Bab 26
Ponsel di tas Nat berbunyi ketika ia baru saja tiba di lobby apartemen tempatnya tinggal.
Gadis itu meringis saat melihat panggilan telepon tersebut berasal dari kakaknya yang ia lupakan di tempat pesta tadi setelah bertemu dengan Arga. Parahnya lagi, Nat pulang dengan Arga tanpa pamitan pada kembarannya itu.
"Abang, sorry, tadi aku pulang duluan sama teman aku dan lupa pamitan sama Abang," ujar Nat, setelah mengangkat telepon. Benar-benar ia lupa akan kehadiran Nicholas setelah bertemu dengan Arga.
"Kamu benar-benar, Nat. Abang tadi udah cari kamu keliling tapi kamu enggak juga ketemu. Abang kira kamu itu diculik sama orang," omel Nicholas di seberang sana.
Pria itu benar-benar tidak habis pikir dengan sang adik yang tiba-tiba menghilang setelah pamit izin pergi ke toilet. Bisa mendapat masalah besar jika benar adiknya hilang. Nicholas tidak bisa membayangkan kemarahan seperti apa yang akan ia terima dari keluarganya jika dia tidak menemukan keberadaan Nat.

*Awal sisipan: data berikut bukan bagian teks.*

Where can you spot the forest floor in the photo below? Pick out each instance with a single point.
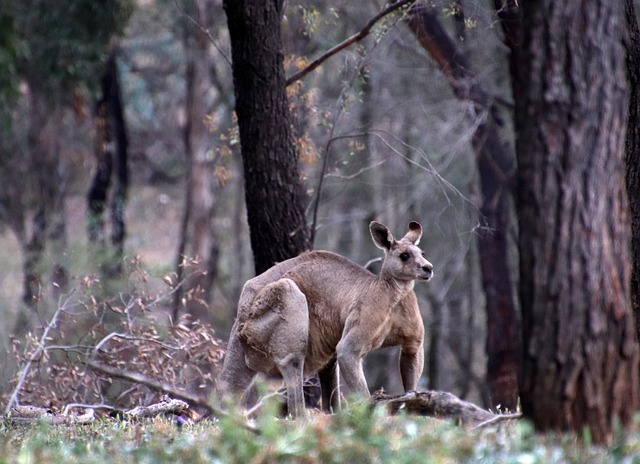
(357, 435)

"Iya, maaf, Bang. Tadi aku benar-benar lupa." Nat meringis saat mendengar suara helaan napas sang kakak.
"Ya udah, kalau begitu kamu langsung istirahat. Abang mau minap tempat teman abang."
"Iya, Bang."
Sambungan telepon sudah mati saat Nat mendongakkan kepala dan menemukan Arga berdiri tak jauh dari posisinya berada. Pria itu juga baru saja menerima telepon dari neneknya sebelum Nicholas menelepon.

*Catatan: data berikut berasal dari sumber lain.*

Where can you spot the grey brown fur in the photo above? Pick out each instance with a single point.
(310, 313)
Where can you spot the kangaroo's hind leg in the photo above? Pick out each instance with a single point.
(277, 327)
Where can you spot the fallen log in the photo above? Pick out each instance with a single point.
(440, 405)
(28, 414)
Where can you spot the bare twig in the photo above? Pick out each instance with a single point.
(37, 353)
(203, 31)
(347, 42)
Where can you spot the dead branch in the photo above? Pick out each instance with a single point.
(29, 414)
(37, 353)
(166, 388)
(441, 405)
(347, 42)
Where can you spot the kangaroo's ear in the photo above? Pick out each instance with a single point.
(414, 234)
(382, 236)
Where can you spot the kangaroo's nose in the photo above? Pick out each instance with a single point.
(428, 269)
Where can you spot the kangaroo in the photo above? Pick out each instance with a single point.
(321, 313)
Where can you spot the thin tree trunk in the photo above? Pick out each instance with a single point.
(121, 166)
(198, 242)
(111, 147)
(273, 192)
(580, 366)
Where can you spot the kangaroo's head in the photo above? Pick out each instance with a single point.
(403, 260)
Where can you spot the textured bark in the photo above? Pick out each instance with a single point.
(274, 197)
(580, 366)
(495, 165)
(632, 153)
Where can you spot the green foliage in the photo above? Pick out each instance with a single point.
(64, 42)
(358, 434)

"Kakak kamu yang menghubungi kamu?" Arga menatap Nat dengan sebelah alis terangkat.
"Iya. Tadi dia sudah mencari saya, tapi enggak ketemu."
Keduanya mengobrol sambil melangkah menuju arah lift.

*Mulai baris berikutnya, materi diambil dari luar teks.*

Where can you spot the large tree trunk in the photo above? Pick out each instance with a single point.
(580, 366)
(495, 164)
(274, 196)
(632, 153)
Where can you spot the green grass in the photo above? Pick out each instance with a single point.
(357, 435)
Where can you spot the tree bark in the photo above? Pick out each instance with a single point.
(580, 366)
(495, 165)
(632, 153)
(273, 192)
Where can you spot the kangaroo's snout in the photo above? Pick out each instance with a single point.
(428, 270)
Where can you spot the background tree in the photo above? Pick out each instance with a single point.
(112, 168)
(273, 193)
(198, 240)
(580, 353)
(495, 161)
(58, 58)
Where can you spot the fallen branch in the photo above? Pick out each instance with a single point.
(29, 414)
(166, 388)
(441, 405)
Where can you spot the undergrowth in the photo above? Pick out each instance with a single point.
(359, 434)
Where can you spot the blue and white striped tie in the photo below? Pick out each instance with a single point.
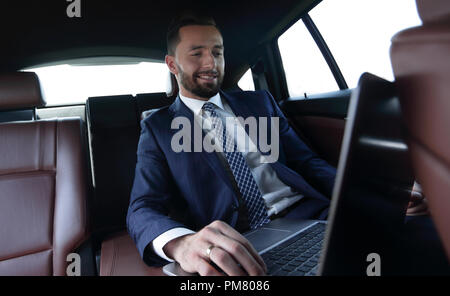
(257, 213)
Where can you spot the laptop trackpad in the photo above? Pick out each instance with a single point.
(266, 237)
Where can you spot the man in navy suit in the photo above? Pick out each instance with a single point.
(220, 193)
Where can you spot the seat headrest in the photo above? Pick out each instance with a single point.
(172, 86)
(20, 90)
(432, 11)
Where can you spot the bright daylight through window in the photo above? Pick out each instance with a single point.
(358, 34)
(74, 81)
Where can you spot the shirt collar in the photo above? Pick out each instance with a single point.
(196, 105)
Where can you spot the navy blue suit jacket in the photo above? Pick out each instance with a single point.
(197, 181)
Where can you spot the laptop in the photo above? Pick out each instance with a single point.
(369, 201)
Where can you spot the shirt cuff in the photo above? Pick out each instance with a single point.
(159, 242)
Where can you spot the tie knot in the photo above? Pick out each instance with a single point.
(210, 107)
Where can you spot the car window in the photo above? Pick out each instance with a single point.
(246, 81)
(74, 81)
(358, 33)
(305, 68)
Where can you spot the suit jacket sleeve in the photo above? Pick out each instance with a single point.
(301, 158)
(152, 190)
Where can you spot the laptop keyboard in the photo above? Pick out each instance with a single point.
(298, 255)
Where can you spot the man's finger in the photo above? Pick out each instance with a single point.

"Maaf, gara-gara kita keasyikan ngobrol dan berniat mau pulang, kamu justru lupa kalau kamu jalan bareng kakak kamu," kata Arga meminta maaf.
"Enggak apa-apa, kok, Mas. Ngobrol dengan Mas Arga itu asyik ternyata. Makanya saya sampai lupa dengan keadaan sekitar," sahut Nat. Tidak lupa ia juga melempar senyum manis pada pria yang ia sukai itu.
Keduanya kemudian melangkah masuk ke dalam lift yang terbuka.
"Saya juga senang mengobrol sama kamu. Ternyata, kamu punya wawasan yang luas," sahut Arga memuji Nat.
"Terima kasih."
Tidak ada lagi obrolan di antara keduanya. Saat lift terbuka, mereka akhirnya keluar menuju unit apartemen mereka masing-masing.
"Lusa, saya akan bawa kamu dan perkenalkan kamu dengan kakek dan nenek saya. Saya harap kamu enggak akan lupa."
Mendengar itu, Nat tersenyum manis. "Kalau itu mas tenang aja. Saya enggak akan lupa untuk bertemu dengan calon kakek dan nenek saya juga," balas Nat jujur.
"Ingat, kita hanya pura-pura," peringat Arga menatap Nat.
"Enggak apa-apa kita pura-pura sekarang. Siapa tahu, dari kepura-puraan kita, bisa berakhir ke pelaminan beneran."
Perempuan itu tersenyum manis membuat Arga bergidik ngeri. Gadis itu sepertinya sudah mulai mengeluarkan taringnya, pikir Arga. Segera ia menuju unit apartemennya dan membuka pintu kemudian masuk tanpa menoleh ke arah Nat yang masih setia menatap pintu tertutup milik Arga.
"Ciieww Mbak Nat!"
Nat terkejut saat mendengar seruan dari Sasha yang entah kapan tiba-tiba muncul di sampingnya.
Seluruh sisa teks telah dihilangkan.